In conclusion, a shift in point of view can be confusing, but in “A Good Man is Hard to Find,” there is no shift. An all-knowing, omniscient narrator tells the story because according to O’Connor, “the story is a duel of sorts between the Grandmother and her superficial beliefs [,] and the Misfit’s more profoundly felt involvement with Christ’s action which set the world off balance for him” (63). “The fact that these meanings are there makes the book significant. The reader may not see them but they have their effect on him nonetheless…. [O’Connor tells us], this is the way the modern novelist sinks, or hides, his theme” (72).

We didn’t know The Misfit was going to wipe out the entire family, but when we found out that this was what was going to happen, we realized it was inevitable. O’Connor’s plot produces a shock for the reader. The grandmother, lives in a society that O’Connor states is “rich in contradiction, rich in irony, rich in contrast, and particularly rich in its speech” (103).

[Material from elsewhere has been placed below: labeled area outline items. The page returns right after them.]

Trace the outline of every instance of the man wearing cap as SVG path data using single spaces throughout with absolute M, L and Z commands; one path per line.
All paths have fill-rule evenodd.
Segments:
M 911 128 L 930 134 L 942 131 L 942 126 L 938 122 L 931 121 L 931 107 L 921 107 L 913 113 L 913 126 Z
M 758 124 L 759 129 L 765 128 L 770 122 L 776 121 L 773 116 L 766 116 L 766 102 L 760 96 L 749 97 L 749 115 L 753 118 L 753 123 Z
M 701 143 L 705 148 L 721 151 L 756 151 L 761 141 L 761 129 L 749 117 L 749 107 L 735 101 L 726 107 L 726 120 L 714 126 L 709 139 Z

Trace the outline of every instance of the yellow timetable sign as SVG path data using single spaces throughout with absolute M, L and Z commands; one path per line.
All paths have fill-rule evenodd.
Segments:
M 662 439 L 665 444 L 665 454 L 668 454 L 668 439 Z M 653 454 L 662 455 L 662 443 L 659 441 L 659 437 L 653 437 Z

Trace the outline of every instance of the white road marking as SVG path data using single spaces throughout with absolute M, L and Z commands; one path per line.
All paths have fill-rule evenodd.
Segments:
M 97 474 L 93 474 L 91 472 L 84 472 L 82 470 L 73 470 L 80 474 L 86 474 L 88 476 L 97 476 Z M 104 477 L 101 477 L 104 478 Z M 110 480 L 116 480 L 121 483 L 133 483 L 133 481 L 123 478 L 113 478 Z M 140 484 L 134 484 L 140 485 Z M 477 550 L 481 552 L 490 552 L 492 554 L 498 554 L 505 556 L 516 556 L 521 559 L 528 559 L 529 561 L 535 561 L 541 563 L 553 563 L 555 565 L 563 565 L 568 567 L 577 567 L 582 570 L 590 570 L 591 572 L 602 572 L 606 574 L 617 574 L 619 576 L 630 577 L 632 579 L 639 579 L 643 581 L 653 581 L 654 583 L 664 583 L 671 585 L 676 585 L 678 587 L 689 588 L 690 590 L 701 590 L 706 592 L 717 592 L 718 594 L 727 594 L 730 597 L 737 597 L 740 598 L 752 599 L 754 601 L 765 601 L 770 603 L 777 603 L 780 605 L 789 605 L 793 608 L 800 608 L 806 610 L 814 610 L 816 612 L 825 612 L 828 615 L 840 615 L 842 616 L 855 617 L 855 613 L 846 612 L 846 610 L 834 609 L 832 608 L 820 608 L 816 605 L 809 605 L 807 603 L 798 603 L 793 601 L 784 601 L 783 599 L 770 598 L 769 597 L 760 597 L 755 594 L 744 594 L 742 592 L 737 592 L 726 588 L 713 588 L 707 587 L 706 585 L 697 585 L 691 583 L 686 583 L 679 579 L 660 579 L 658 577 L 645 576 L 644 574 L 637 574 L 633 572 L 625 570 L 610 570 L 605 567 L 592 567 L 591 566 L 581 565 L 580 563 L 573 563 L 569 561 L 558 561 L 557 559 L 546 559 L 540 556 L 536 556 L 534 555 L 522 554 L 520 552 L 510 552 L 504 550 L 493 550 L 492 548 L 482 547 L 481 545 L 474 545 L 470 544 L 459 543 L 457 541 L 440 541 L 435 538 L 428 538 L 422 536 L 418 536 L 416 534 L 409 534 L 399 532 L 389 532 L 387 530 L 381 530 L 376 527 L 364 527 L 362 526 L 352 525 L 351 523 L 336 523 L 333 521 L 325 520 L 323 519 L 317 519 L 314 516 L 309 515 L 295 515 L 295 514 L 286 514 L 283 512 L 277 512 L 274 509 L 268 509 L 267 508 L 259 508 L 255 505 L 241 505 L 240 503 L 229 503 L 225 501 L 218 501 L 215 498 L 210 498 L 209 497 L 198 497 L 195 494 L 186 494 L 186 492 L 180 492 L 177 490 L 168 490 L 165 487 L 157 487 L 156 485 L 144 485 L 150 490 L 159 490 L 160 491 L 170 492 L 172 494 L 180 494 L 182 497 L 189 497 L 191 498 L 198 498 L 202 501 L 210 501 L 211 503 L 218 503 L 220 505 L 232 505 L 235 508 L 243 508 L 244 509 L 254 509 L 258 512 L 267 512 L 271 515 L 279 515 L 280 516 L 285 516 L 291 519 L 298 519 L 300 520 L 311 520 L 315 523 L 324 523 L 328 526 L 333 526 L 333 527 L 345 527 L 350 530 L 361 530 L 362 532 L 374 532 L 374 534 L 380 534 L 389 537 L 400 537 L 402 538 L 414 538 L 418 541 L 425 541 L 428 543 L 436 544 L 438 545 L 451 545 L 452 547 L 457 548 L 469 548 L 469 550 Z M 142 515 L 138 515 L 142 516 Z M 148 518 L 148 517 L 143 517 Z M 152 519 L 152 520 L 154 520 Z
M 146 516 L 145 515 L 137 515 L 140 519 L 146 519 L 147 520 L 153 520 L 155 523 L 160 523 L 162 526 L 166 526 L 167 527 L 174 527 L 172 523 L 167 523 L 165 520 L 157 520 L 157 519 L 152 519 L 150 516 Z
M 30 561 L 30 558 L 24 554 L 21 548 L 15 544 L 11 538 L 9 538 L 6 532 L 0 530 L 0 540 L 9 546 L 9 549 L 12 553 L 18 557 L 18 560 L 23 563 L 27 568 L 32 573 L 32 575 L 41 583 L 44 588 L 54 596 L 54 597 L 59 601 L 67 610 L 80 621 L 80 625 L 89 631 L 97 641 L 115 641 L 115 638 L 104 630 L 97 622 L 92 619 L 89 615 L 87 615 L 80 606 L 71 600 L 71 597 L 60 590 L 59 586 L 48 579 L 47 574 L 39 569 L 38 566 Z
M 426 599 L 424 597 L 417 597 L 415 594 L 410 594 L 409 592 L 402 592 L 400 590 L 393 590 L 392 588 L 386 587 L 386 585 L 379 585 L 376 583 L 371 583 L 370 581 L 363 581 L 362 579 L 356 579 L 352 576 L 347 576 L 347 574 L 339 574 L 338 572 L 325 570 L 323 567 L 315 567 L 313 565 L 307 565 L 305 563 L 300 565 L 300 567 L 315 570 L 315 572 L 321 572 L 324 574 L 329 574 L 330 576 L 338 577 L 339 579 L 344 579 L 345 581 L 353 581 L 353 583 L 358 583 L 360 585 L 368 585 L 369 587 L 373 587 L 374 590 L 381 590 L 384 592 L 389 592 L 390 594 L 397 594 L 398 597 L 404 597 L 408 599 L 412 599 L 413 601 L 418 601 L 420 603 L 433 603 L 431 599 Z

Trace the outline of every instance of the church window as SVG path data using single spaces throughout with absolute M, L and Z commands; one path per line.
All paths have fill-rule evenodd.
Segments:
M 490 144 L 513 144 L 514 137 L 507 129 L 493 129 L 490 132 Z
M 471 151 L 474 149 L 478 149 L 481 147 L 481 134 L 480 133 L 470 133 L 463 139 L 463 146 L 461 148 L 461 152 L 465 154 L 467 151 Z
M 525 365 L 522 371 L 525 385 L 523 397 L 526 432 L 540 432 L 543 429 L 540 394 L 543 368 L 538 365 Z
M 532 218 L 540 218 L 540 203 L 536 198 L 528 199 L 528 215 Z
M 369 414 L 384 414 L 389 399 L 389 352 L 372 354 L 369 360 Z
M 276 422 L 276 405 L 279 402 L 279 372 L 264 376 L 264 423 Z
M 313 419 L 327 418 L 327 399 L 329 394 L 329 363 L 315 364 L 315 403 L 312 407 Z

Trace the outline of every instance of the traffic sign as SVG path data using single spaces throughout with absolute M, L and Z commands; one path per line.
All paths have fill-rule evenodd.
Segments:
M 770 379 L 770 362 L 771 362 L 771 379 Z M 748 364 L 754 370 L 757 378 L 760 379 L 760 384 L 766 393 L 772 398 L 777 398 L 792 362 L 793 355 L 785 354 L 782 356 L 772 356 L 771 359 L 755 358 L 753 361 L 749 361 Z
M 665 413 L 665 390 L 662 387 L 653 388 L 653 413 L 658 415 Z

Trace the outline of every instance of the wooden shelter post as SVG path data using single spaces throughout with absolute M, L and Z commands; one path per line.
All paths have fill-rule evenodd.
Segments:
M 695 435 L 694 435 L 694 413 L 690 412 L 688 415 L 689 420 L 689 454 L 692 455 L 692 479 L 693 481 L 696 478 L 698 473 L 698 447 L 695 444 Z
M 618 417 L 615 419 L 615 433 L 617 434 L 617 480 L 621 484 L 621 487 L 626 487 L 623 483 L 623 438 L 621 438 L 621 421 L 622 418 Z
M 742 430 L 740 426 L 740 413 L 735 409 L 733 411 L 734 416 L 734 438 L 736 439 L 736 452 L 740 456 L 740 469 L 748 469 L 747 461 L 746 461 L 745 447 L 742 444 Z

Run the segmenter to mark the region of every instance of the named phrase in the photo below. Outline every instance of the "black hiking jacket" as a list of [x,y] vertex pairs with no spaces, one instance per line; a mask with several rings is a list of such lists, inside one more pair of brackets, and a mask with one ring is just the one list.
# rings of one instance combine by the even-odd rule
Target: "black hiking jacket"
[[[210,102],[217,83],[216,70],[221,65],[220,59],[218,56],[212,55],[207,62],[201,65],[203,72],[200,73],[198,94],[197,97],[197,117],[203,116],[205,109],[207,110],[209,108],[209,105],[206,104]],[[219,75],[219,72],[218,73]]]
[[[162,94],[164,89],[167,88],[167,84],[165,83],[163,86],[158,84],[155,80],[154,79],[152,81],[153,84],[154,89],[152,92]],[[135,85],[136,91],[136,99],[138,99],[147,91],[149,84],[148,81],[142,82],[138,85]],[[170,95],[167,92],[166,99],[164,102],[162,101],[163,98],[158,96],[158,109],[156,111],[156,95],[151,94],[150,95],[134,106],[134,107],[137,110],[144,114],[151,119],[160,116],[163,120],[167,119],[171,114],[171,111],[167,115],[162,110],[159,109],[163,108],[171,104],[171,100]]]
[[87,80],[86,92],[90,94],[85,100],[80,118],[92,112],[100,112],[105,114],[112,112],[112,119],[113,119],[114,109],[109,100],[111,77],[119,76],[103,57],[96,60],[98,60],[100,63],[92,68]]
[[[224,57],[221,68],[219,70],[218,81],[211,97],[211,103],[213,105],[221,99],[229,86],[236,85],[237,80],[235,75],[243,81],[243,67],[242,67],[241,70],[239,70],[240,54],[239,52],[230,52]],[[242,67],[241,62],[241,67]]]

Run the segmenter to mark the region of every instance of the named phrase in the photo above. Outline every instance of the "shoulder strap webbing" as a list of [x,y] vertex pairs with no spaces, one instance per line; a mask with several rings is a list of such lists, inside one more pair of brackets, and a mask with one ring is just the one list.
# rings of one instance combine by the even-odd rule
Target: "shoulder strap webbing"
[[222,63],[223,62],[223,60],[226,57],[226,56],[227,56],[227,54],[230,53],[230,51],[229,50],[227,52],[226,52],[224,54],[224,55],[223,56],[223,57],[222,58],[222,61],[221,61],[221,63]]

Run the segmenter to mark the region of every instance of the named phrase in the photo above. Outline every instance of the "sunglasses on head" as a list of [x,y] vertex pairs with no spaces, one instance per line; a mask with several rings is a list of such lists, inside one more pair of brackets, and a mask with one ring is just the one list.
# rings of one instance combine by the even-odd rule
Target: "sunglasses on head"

O’Connor uses her point of view to highlight these contradictions and ironies. But as she herself will tell you, “When you write a story … there will always be people who will refuse to read the story you have written” (95).

Works Cited

Asals, Frederick. Introduction. A Good Man is Hard to Find. By Flannery O’Connor. New Jersey: Rutgers UP, 1993. 3-24.
Burroway, Janet. Writing Fiction: A Guide to Narrative Craft. 2nd ed. New York: HarperCollins, 1987.
Doxey, William S. “A Dissenting Opinion of Flannery O’Connor’s ‘A Good Man is Hard to Find,’ A Good Man is Hard to Find. Ed. Asals, Frederick. New Jersey: Rutgers UP, 1993. 95-100.
Lye, John. “Critical Reading: A Guide.” 2 Oct. 2000. Brock University.
O’Connor. Flannery. A Good Man Is Hard to Find. Ed. Frederick Asals. New Jersey: Rutgers UP, 1993.
—. A Good Man Is Hard to Find and Other Stories. New York: Harcourt, 1955. 9-29.
—. Mystery and Manners. Ed. Sally and Robert Fitzgerald. New York: Farrar, 1961.